4: Combat Arid Conditions in the Home
If you live in a naturally hot and dry environment, your pets and household will likely all be plagued by the arid conditions. One thing that will help everyone and every pet is a humidifier.

A humidifier adds moisture to the air, as opposed to dehumidifiers, which take moisture away. If the dry skin issue is caused by a dry environment, this solution will go a long way!

Supplements for Cat Dry Skin

Before I start listing a bunch of ways you can tweak or supplement your cat’s diet to alleviate dry skin, it’s important to say that you should never change your pet’s diet or add anything to it without first consulting with your vet. Drug interactions, allergies, and health issues can determine what foods are good or bad.

Food that contains a lot of protein can help solve or relieve some cat dry skin issues, and supplements of Omega-3 fatty acids can increase the amount of moisture that your cat’s skin contains, which in turn reduces itchiness and the chances of dry skin.

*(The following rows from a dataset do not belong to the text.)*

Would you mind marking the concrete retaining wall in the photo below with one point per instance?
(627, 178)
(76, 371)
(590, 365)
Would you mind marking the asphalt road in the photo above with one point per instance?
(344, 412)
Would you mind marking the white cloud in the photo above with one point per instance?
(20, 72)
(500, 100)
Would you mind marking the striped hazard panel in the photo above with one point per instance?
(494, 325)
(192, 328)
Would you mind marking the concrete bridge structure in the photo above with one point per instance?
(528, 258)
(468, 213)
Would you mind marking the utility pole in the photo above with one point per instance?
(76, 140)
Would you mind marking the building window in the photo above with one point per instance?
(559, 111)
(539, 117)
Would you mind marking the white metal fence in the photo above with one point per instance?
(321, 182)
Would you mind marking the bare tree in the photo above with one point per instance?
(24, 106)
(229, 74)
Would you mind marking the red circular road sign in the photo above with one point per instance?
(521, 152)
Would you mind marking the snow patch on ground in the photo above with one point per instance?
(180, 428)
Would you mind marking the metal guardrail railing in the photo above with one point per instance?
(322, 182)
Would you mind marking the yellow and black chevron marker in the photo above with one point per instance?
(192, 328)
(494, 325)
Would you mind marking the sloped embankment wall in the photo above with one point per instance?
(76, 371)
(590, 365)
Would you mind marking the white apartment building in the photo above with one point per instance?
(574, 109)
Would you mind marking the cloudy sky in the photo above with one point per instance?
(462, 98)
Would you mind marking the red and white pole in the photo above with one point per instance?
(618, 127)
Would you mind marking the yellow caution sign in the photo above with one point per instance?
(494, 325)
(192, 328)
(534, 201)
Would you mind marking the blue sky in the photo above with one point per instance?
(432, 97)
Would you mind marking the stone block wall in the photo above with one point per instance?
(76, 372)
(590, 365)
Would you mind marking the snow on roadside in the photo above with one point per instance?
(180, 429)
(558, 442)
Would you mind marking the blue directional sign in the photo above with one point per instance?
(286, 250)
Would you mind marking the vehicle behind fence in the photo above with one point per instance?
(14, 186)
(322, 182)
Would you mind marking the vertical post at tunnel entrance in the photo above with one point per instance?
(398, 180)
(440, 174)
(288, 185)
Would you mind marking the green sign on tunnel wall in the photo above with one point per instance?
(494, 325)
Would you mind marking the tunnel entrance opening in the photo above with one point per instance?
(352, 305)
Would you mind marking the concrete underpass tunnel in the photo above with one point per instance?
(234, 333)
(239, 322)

You can actually moisturize your cat’s skin, but you must ensure that all products used are cat-friendly and non-toxic. Your vet will be able to point you in the direction of a recommended product. They may even stock the products you need. All-natural coconut oil is a regular, non-toxic household moisturizer that’s safe for cats.


Does my cat have dry skin or fleas?

Fleas often leave poop and other debris behind, which looks like little black spots. On white or pale-colored fur, you might also notice tiny little bugs crawling around. Unfortunately, fleas tend to affect the whole family, so if you’ve got bites, it’s probably fleas. Speak with your vet about a flea treatment plan, and make sure that your kitty isn’t suffering from something else at the same time, too.

What is the best cat food for dry, itchy skin?

Food with high protein levels is good for combating dry and itchy skin in cats. You should also look for complete cat food types, which contain the appropriate amounts of everything to keep your cat healthy without the need for additional supplements. Also, why not have a chat with a vet? They’ll be able to tell you exactly what kind of food you’ll need to solve your pet’s problems.


Responsible pet parenting means picking up on things when they’re not quite right. Dry skin is definitely one of those things that can often go unnoticed for many weeks or months. With pet tech, different types of protection and cover, and more information at our fingertips, there’s no need to miss out on a pet problem in its early stages again!

Just remember: Always speak with your vet if you notice any out-of-the-ordinary signs or behaviors from your cat.